L’organisation actuelle du sport français est-elle adaptée à un objectif de 80 médailles aux Jeux de Paris 2024?
Le système date des années 60. Il fonctionne encore, mais il s’essouffle. Le mouvement sportif dispose actuellement de 1600 cadres techniques, dont 400 sont affectés au haut niveau. Les moyens manquent pour recruter des entraîneurs supplémentaires. Surtout, il faut en finir avec ce jeu des chaises musicales, qui permet à certains cadres de passer d’une fédération à une autre, sans réelle justification de compétences. Aux Jeux, un coup ça marche, un coup ça ne marche pas. Un coup le judo ramène les médailles, la fois suivante c’est la boxe Chacun travaille dans son coin, sans réelle unité. Le DTN de la boxe (Kévinn Rabaud) me l’a confié: les résultats exceptionnels des Jeux de Rio (6 médailles dont 2 en or) sont le résultat d’une génération exceptionnelle. Il sera très difficile de les répéter à Tokyo 2020 ou à Paris 2024.
De quel exemple faudrait-il s’inspirer?
La Grande-Bretagne. Le haut niveau est organisé et géré par UK Sport.

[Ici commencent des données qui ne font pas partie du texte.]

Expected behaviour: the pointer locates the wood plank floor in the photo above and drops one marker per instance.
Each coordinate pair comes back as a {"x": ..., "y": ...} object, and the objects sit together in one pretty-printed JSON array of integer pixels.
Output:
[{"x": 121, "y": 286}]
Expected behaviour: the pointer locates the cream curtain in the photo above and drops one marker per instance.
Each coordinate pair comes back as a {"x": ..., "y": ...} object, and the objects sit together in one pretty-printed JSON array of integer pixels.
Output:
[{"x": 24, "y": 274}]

Cette organisation assez unique représente la grande force du système britannique. UK Sport conseille, oriente et distribue les moyens. Il existe un processus d’évaluation permanente. Quand une fédération ne travaille pas dans la bonne direction, ses subventions tombent. En France, les conventions d’objectifs répondent à la même logique, mais le système s’avère nettement moins radical.
A 6 ans et quelques mois des Jeux de Paris 2024, est-il encore temps de remettre les choses en ordre?
Certainement. La France ne part pas de zéro. Remporter 80 médailles me semble très compliqué, mais atteindre le top 3 est possible. Le mouvement sportif travaille, il possède des gros compétiteurs. Mais l’organisation manque d’optimisation. Le Japon et la Grande-Bretagne n’ont pas attendu d’avoir les Jeux pour réformer leur système. Mais peut-être faut-il faire l’impasse sur un résultat flatteur à Tokyo 2020 pour réussir pleinement Paris 2024.
La Grande-Bretagne a été plus brillante aux Jeux de Rio 2016 que sur son propre sol, aux Jeux de Londres 2012. La France peut-elle profiter des Jeux de Paris 2024 pour s’installer à long terme parmi l’élite mondiale?
C’est tout le mal qu’on peut souhaiter au sport français. L’enjeu est de profiter de Paris 2024 pour mettre en place un système qui nous emmène dans le top 5 mondial jusqu’en 2030 ou 2040.